The state Education Department, which oversees Ferncliff Manor in Yonkers, and is reviewing its plan to build at the WestHELP site in Greenburgh, says that the biggest percentage of Ferncliff’s students come from New York City.
Westchester students comprise just 38 percent of Ferncliff’s enrollment, with New York City and Long Island students comprising 57 percent of the school’s enrollment, according to state Education Department spokesman Tom Dunn and Ferncliff spokesman Jim Cavanaugh.
The Jan. 7 letter, obtained Monday by Tax Watch, was written by James P. DiLorenzo, assistant commissioner for the state Education Department’s Office of Special Education. It was sent to county legislators MaryJane Shimsky and Alfreda Williams, who both represent residents in the town of Greenburgh. The town is seeking to raze the WestHELP apartments so Ferncliff can build a new campus there.
The apartments opened in 1991 under a 40-year agreement in which the complex housed the homeless for 10 years, and then were turned over to the town of Greenburgh for 30 years to house its low- and moderate income residents, preferably seniors or municipal workers.
Proponents for Ferncliff, who include Westchester County Executive Rob Astorino and the Greenburgh Town Council, have argued that Westchester County needs to sacrifice its 108 affordable apartments at WestHELP so Ferncliff Manor can build a campus for its severely developmentally disabled students. Several Westchester parents with children there have said they fear that Ferncliff will be forced to move out of Westchester if the WestHELP site isn’t approved.

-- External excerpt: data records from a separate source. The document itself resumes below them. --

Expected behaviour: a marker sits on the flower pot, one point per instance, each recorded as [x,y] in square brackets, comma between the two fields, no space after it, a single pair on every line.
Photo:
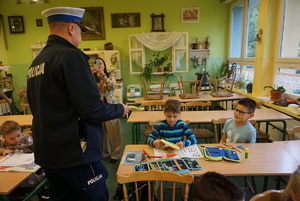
[275,95]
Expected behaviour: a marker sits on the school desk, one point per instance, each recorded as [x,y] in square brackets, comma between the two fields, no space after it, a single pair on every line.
[11,180]
[23,120]
[197,117]
[204,97]
[265,159]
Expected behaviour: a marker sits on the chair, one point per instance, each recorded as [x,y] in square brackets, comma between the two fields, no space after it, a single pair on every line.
[195,89]
[218,127]
[226,84]
[150,177]
[269,195]
[5,108]
[159,95]
[199,132]
[291,132]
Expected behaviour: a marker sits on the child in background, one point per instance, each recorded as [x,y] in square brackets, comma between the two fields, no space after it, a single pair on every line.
[13,140]
[213,186]
[112,133]
[172,129]
[239,129]
[292,190]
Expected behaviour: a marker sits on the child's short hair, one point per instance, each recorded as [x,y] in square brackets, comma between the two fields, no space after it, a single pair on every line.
[8,127]
[213,186]
[172,106]
[248,103]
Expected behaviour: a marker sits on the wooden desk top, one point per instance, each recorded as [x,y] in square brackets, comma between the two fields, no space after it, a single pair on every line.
[204,97]
[11,180]
[23,120]
[205,116]
[265,159]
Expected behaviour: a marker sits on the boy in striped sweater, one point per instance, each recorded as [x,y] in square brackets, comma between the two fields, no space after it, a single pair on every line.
[172,129]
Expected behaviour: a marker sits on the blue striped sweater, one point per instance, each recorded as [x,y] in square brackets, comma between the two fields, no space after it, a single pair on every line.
[172,134]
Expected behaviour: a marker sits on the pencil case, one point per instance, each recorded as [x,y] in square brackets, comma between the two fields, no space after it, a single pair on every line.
[218,154]
[179,166]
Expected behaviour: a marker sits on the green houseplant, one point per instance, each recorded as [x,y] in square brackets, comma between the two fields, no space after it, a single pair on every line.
[276,93]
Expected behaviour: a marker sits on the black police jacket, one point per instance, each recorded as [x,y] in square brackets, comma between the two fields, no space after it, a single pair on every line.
[65,102]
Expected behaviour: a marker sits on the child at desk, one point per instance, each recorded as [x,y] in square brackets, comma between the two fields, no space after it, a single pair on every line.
[239,129]
[13,140]
[172,129]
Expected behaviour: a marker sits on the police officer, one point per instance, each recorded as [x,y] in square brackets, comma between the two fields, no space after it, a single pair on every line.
[66,107]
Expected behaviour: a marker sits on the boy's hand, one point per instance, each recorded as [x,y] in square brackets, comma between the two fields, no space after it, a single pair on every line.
[158,144]
[180,144]
[7,151]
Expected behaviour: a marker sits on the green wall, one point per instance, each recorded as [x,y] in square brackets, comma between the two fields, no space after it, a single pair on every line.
[213,22]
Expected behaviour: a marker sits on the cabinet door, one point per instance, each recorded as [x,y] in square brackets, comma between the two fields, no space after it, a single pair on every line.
[112,59]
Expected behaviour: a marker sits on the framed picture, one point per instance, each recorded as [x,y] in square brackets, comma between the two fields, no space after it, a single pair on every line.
[125,20]
[94,18]
[16,24]
[190,15]
[157,23]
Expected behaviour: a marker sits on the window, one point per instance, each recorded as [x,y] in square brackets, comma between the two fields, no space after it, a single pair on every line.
[242,50]
[287,62]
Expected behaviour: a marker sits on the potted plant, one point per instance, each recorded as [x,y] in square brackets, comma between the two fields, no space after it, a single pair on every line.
[147,71]
[276,93]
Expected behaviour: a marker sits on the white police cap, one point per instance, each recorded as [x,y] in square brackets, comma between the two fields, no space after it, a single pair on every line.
[65,14]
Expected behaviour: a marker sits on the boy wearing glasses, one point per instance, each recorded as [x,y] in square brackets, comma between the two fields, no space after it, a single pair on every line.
[239,129]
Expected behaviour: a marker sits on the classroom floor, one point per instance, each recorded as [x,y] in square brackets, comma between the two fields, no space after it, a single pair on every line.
[126,139]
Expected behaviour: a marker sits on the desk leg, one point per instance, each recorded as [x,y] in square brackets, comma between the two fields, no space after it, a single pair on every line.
[266,179]
[4,197]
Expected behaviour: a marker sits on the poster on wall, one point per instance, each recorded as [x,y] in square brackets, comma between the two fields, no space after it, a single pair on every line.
[125,20]
[190,15]
[93,18]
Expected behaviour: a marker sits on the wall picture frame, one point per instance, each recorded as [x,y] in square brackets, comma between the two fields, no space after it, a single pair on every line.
[190,15]
[125,20]
[16,24]
[94,18]
[158,23]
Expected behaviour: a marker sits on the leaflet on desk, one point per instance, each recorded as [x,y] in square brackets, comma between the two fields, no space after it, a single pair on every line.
[192,151]
[19,163]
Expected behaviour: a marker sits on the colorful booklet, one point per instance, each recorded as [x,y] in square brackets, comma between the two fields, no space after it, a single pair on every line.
[217,154]
[192,151]
[179,166]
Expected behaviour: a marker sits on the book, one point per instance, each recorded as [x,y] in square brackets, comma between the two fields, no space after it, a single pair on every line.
[19,163]
[192,151]
[132,158]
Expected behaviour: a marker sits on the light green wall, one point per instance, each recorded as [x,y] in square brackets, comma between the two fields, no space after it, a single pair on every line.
[213,23]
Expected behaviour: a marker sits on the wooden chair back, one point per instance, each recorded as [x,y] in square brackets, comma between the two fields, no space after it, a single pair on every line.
[195,89]
[269,195]
[159,94]
[227,86]
[153,105]
[291,132]
[195,106]
[5,107]
[150,177]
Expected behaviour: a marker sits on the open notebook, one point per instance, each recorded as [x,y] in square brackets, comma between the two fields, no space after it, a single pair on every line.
[19,163]
[192,151]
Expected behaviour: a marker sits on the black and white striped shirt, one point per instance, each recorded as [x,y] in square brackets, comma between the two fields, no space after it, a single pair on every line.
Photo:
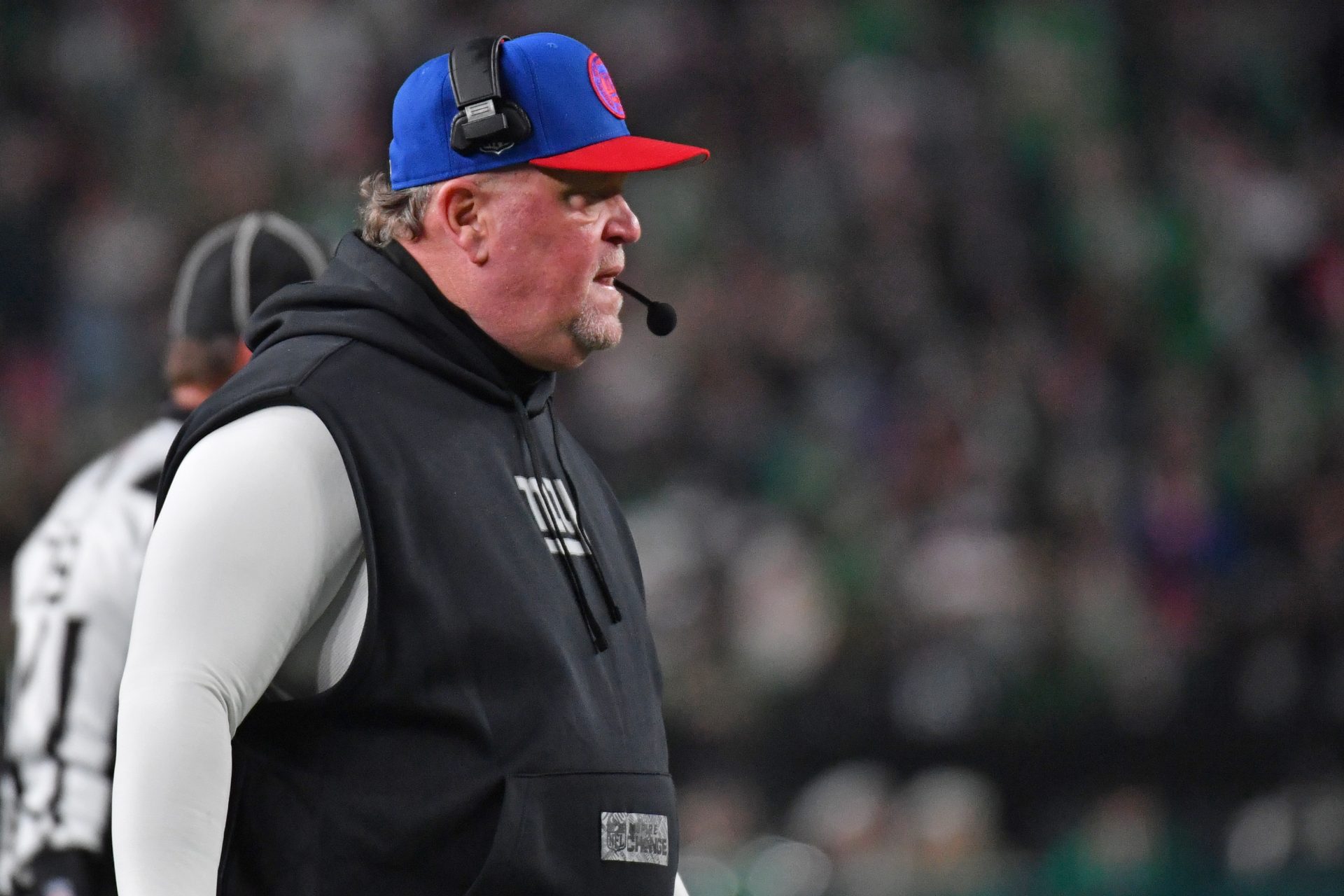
[74,592]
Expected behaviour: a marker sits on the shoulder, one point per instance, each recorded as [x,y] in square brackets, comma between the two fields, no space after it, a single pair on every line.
[274,449]
[105,511]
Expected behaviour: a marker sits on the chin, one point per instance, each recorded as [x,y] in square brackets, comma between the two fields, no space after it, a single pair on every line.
[593,333]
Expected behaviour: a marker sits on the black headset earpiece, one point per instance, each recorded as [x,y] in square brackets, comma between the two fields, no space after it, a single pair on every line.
[484,120]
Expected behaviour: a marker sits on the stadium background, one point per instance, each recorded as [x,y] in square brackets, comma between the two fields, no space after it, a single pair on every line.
[991,493]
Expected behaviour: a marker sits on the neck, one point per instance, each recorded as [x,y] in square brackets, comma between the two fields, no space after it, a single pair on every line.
[519,377]
[483,308]
[190,396]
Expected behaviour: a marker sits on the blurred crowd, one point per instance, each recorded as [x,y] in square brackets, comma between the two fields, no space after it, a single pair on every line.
[991,493]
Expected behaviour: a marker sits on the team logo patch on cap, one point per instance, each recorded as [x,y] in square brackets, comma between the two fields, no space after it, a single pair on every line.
[604,88]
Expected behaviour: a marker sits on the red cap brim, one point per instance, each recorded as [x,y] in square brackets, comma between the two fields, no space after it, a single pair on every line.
[625,155]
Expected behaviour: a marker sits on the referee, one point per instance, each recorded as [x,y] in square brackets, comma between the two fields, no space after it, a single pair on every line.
[76,577]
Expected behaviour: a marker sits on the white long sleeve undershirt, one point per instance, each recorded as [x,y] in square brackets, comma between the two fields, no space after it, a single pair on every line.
[255,539]
[254,580]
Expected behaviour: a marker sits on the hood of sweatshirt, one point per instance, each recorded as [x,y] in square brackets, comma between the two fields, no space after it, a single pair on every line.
[365,296]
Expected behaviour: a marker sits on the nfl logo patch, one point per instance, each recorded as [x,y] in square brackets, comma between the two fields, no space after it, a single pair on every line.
[604,86]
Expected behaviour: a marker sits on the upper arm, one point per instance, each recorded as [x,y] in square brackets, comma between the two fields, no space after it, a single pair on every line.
[258,520]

DiLorenzo said many of Ferncliff’s students come from families in New York City, where there is great demand to house students who are severely disabled.
Among the school’s 63 students, 27 are from New York City, 24 are from Westchester, 9 from Long Island, 2 from Putnam County, 1 from Orange County, according to Dunn, and Cavanaugh.

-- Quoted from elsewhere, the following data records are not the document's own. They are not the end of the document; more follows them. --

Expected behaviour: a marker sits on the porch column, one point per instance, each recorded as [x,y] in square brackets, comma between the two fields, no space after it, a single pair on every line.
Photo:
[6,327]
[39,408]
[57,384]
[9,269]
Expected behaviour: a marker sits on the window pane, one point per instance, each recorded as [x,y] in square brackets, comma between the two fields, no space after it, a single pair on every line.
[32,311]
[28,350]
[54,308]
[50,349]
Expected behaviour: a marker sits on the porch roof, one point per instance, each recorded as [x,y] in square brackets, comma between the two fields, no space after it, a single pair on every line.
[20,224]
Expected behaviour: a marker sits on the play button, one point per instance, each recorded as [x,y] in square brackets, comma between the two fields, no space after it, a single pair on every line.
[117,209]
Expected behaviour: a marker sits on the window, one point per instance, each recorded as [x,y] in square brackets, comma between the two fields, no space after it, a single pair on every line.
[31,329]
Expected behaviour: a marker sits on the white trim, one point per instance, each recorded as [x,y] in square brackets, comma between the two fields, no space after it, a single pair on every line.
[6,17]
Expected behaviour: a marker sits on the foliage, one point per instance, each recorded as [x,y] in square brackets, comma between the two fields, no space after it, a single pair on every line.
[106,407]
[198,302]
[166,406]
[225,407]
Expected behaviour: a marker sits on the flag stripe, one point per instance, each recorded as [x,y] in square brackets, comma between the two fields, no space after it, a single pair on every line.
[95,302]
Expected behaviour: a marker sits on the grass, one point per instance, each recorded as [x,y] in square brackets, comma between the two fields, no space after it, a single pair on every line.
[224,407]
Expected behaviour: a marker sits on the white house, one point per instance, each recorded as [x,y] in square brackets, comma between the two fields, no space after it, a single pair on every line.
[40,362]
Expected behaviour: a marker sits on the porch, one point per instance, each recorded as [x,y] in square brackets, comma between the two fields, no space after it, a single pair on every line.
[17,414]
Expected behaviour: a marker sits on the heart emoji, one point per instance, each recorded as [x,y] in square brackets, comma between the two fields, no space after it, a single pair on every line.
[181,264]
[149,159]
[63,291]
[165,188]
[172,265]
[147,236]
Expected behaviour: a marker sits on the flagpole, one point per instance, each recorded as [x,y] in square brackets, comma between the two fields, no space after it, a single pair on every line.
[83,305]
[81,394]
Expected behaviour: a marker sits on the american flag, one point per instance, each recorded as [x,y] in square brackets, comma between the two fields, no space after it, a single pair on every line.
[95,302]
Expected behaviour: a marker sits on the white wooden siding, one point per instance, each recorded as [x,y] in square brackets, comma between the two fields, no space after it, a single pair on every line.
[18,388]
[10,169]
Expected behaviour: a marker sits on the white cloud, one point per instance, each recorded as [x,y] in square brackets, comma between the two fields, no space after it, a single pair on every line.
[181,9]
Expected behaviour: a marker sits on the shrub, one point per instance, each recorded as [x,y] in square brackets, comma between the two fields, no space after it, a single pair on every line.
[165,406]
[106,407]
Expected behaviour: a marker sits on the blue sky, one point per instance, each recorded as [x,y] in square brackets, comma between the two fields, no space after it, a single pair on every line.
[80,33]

“NYSED has approved Ferncliff Manor to serve 66 school-age students, ages 5-21, with multiple disabilities, intellectual disabilities, and autism,” stated DiLorenzo. “The program is at capacity and often has a waiting list. The majority of students are from New York City where there continues to be a lack of sufficient residential programs for this population. Other nearby programs in the Westchester area also have limited or no vacancies.”

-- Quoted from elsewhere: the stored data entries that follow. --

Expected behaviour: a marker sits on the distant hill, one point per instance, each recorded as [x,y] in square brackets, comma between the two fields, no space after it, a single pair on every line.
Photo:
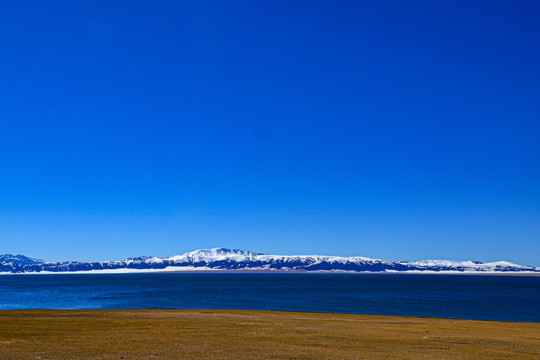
[19,259]
[227,259]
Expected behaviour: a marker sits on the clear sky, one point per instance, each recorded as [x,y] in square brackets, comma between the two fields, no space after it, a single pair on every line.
[400,130]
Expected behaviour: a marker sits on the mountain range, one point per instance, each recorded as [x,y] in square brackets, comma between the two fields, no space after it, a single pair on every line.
[220,259]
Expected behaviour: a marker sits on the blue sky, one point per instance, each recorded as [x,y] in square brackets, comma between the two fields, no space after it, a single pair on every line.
[390,129]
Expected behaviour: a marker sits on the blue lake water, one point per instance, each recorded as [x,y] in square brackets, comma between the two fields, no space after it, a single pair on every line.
[508,298]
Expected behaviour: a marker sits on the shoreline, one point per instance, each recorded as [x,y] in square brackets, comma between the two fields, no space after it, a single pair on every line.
[240,334]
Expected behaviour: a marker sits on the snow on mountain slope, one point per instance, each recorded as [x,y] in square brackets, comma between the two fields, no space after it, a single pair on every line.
[19,259]
[227,259]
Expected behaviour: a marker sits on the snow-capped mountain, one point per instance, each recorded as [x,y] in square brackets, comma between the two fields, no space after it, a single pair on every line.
[227,259]
[19,259]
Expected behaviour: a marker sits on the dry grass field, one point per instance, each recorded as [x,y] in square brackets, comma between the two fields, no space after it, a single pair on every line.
[208,334]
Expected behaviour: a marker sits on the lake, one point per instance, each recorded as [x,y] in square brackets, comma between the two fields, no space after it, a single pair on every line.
[482,297]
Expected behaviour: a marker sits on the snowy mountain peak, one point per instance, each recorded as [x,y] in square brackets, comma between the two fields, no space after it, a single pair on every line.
[235,259]
[19,259]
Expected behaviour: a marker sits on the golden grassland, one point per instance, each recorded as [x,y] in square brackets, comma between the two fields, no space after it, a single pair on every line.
[225,334]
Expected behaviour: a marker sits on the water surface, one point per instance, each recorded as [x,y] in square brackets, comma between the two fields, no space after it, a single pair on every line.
[509,298]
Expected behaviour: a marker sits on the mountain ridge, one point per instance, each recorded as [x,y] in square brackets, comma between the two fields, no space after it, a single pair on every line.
[235,259]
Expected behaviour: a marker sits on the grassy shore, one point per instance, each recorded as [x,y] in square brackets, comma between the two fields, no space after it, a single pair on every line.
[209,334]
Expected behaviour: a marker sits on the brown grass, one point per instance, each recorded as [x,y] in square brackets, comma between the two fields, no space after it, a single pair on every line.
[208,334]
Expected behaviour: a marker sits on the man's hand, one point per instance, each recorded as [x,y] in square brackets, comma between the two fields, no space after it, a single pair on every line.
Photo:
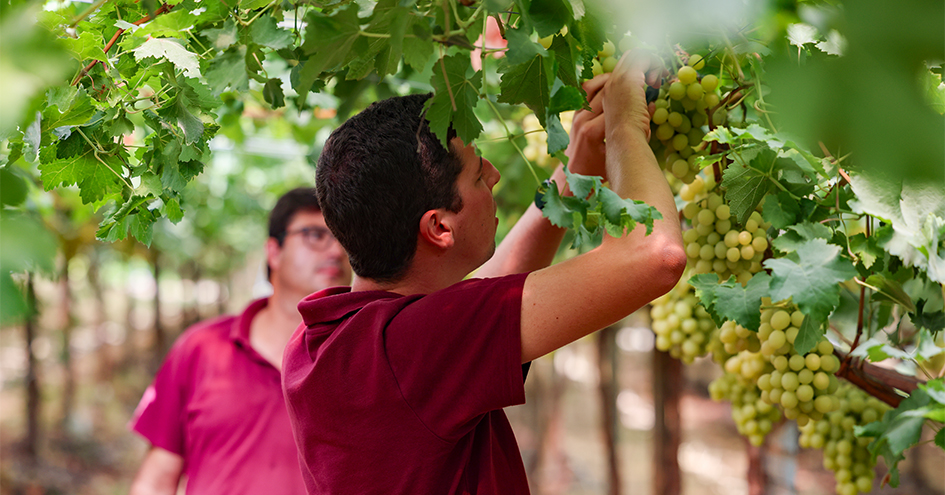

Several proponents of the WestHELP housing have said there are many options for children at Ferncliff in the region. Cavanaugh said that local options are limited. .
“Everyone is so blithe to say that, but it’s just not true,” Cavanaugh. “Most of the residential kids at Ferncliff are profoundly disabled kids, who get checked every 10 minutes at night. They are kids who cannot feed themselves, kids that need 24/7 care. There aren’t other programs for those kids.”
Cavanaugh challenged the critics to name a local agency that would accept Ferncliff’s residential students. They are categorized as “hard-to-place” by state agencies.
“Please tell us the names,” Cavanaugh said. “No one else seems to know about them. In Westchester, Ferncliff is the only one who takes those kids.”
In the letter, DiLorenzo said SED continues to review Ferncliff’s proposal. The town of Greenburgh has asked for a state commitment of $500,000 as year for 20 years to lease the six-acre site and the WestHELP administration building.
“The proposed lease costs specified by the Town of Greenburgh will be taken into consideration along with all the other costs associated with the property’s renovation before NYSED can provide a determination on support,” he wrote. “The lease costs in and of themselves do not make the project prohibitive, but until plans and a budget are submitted, NYSED cannot guarantee support.”
Final approval, DiLorenzo said, rests with Gov. Andrew Cuomo’s state Division of Budget. Cuomo forged the deal to build the housing in 1990 while working to promote housing for the homeless.